Regardless, the scene is a clash of contrasting nature and technology. The photographic process that recorded it was both a harbinger of twentieth-century imaging and a dead end—color photography would emerge not as an optical but a chemical process, itself now being superseded by digital means. The telescopes are a Galilean technology, improved but little changed since the seventeenth century. The yurt is a technology that stretches back to prehistory; for all its primitiveness, it seems beyond innovation and obsolescence in some intangible way.
Socially, too, the people in the photograph stood on the brink of change; the relations of feudal and imperial patronage that knit this scene together would soon be eclipsed by a transit of political innovation as dubious as it was deadly.
The eclipse Prokudin-Gorskii and colleagues had gathered to observe took place on the first day of the new year—reckoned in the Julian calendar, which was two weeks “behind” the Gregorian calendar observed in the West. Russia switched to the Gregorian calendar after the October revolution in 1917; one of the first sacrifices of the new Soviet people was a temporal one, sublimating two weeks of their lives into history for the sake of progress.

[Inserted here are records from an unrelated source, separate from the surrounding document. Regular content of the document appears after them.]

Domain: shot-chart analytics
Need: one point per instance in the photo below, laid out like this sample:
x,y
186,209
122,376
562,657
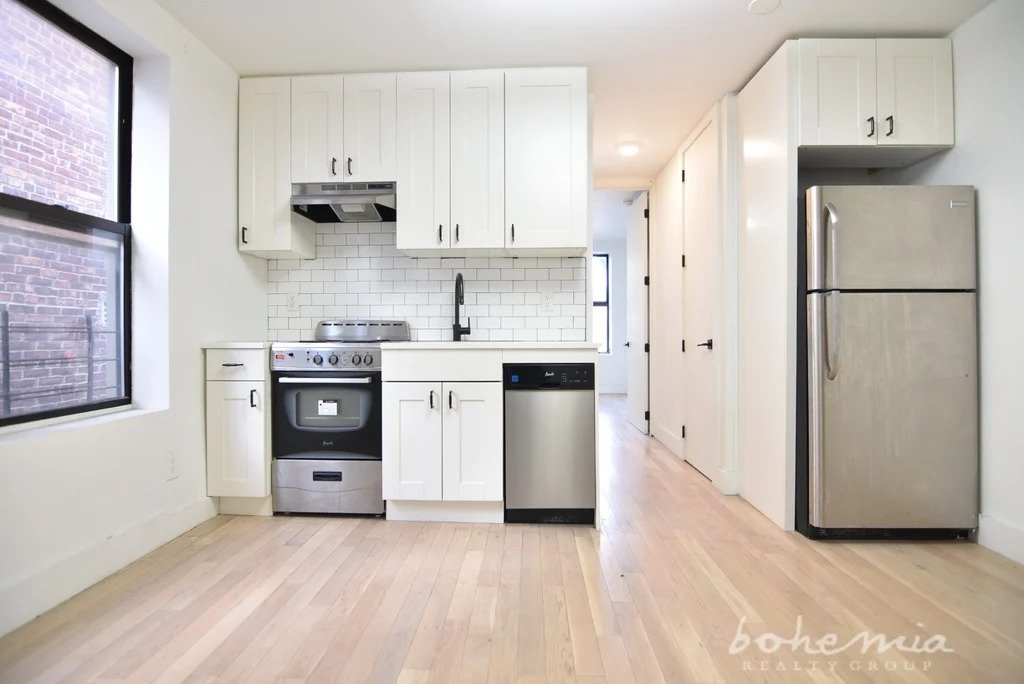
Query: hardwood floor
x,y
656,596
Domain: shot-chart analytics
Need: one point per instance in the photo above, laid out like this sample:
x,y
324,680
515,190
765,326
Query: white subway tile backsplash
x,y
357,272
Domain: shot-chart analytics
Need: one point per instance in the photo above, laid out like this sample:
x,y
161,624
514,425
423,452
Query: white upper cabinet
x,y
317,126
478,159
838,92
856,92
472,444
267,227
423,161
546,158
915,91
370,127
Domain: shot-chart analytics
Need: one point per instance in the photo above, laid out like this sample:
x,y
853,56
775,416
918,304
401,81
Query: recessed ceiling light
x,y
629,148
762,6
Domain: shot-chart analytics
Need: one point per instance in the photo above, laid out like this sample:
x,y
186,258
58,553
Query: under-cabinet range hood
x,y
344,203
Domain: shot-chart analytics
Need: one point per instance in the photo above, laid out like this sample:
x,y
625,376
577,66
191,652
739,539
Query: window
x,y
602,330
65,212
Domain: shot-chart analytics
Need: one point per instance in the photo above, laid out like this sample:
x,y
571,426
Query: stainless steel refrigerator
x,y
892,360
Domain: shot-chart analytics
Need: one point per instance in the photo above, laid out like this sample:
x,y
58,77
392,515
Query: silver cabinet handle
x,y
325,381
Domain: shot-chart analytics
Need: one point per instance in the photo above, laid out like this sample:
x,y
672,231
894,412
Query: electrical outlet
x,y
172,465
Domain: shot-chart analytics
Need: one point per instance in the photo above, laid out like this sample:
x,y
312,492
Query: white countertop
x,y
586,346
237,345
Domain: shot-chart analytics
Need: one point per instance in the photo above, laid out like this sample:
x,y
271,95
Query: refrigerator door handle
x,y
832,220
830,338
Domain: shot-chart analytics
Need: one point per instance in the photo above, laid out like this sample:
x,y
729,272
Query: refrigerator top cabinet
x,y
890,238
892,361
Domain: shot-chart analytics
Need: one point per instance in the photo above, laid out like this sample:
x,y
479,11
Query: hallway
x,y
656,595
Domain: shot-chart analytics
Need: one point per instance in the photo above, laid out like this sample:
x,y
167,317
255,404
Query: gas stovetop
x,y
341,345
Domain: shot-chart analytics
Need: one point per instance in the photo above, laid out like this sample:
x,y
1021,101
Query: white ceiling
x,y
655,66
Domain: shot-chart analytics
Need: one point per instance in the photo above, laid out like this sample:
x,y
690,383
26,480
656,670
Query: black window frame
x,y
606,301
86,224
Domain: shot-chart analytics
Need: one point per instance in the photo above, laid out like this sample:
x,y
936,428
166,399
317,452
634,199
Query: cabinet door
x,y
478,159
546,158
412,446
473,442
317,153
264,159
838,92
370,127
424,164
915,91
237,459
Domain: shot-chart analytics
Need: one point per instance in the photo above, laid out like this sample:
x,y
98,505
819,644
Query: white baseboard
x,y
1001,537
446,511
246,506
27,598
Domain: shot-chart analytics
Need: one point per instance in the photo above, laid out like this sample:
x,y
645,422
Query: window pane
x,y
57,116
600,275
601,329
60,298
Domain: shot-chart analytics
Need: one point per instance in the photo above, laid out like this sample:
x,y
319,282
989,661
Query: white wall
x,y
80,500
357,273
767,282
667,305
611,367
988,60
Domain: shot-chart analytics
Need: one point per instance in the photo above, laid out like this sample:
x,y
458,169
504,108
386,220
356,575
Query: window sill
x,y
76,421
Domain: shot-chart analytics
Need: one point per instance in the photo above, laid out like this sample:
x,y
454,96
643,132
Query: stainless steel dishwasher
x,y
550,443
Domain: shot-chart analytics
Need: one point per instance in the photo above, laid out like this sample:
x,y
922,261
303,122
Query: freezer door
x,y
890,238
893,410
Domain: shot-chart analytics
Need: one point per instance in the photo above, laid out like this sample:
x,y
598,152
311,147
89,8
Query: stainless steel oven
x,y
327,419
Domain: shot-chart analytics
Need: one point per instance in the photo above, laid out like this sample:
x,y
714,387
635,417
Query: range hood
x,y
344,203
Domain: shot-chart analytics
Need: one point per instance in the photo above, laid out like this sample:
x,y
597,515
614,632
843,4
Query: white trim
x,y
1001,537
446,511
26,598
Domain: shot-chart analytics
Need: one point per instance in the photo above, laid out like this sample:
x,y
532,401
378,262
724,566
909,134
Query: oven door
x,y
327,415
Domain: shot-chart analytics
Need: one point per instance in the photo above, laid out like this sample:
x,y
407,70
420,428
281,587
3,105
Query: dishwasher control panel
x,y
549,376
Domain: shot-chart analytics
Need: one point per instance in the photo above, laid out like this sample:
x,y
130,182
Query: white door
x,y
837,92
317,153
546,142
264,160
477,159
412,445
237,463
915,91
701,238
423,161
370,127
472,438
637,402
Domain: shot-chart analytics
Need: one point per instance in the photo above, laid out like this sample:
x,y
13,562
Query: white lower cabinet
x,y
237,445
442,441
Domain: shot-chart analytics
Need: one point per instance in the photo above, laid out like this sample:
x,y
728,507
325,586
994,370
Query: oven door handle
x,y
325,381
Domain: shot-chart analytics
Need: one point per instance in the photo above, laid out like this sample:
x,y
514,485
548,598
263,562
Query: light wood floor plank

Of course, such niggling differences in calculation have no impact on orbital declination or lunar transits of the sun. From a sufficient distance—say, 31 million miles away—the Earth, its moon, and their orbital habits appear as quaint and timeless as yurts on the steppe.
Like the yurts, of course, these things too will one day be swept away. But on a more comprehensible time scale, we mark the passing of 2010, and wonder—humbly, hopefully, guardedly—what changes 2011 will bring.